MARINE CORPS BASE CAMP PENDLETON, California -- The Secretary of the Navy, the Honorable Ray Mabus, spoke with Marines and sailors in a town hall-style meeting at the School of Infantry parade deck April 12, 2016.
Mabus arranged the town hall to speak with a mix of entry-level Marine students from the School of Infantry-West and mid-career enlisted leaders studying at the Staff Noncommissioned Officers Academy about the Marine Corps’ plan to implement Department of Defense guidance to make all occupational specialties open to qualified Marines of either gender.
The plan includes information for women who may apply and qualify for infantry, armor, and artillery positions within the ground combat community, units which were formerly closed to female Marines, and their leadership.
Mabus spoke first about the sacrifices Marines have made in the years since Sept. 11, and praised the Marine Corps, calling it, “America’s away team.”
He also spoke about plans to reinvigorate the amphibious and expeditionary spirit of the Navy-Marine Corps team, detailing ship acquisition goals and a focus on being sea based and forward deployed.
Next Mabus addressed the way ahead for screening, recruiting and training Marines for ground combat jobs.
“You don’t lower standards, ever,” said Mabus. “Let me repeat that; standards will not be lowered for any group.”
Mabus said he’d visited entry-level training at Marine Corps Recruit Depot Parris Island, South Carolina, as well as Officer Candidate School and The Basic School at Marine Corps Base Quantico, Virginia. He met with leaders and learned the differences and similarities between the ways men and women trained at each training command, and ultimately came away with a decision. Enlisted men and women will continue to train separately while in the earliest stages of their indoctrination, but will begin training together later in their development.
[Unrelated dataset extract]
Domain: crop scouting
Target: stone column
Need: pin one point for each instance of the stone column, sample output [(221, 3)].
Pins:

However, he again stressed that standards will not be lowered during the process.
“One of the questions I got at IOC was, ‘Five years from now, if no woman had made it through IOC. What happens?” Mabus said. “My response was, ‘[then] no woman made it through IOC. Standards aren’t going to change.’”
Mabus said diversity in the force is a strategic advantage and that by focusing on the capabilities of individual Marines the Corps can leverage talents where they can best serve the mission.
“Once you’ve set the standards, once you’ve made them job-related, and once you’ve said, ‘we are not going to change no matter what,’ then stuff like color doesn’t matter; gender doesn’t matter; who you love doesn’t matter,” he said. “It’s only, ‘can you do the job as a Marine?’”
The Marine Corps recently enhanced its screening process for Marines interested in those specific ground combat jobs now open to all.
Recruiters now administer the Ground Combat Arms Initial Strength Test to applicants seeking positions within the infantry, armor and artillery communities. Applicants must perform at least three dead-hang pull ups, run 1.5 miles in less than 13:30, and perform 44 crunches in two minutes, along with 45 ammo can lifts as popularized by the Combat Fitness Test. As Marines progress through their training pipelines, they will be tested and retested until they hit their fleet units—where they will be continually evaluated to ensure they meet or exceed the new gender-neutral standards.
Mabus said the net result of opening all jobs to all qualified Marines will be a stronger, more capable force.
“Whatever comes over the horizon at us, and whatever mission is given by our leadership, the United States Marine Corps is the greatest expeditionary fighting force the world has ever known,” Mabus said.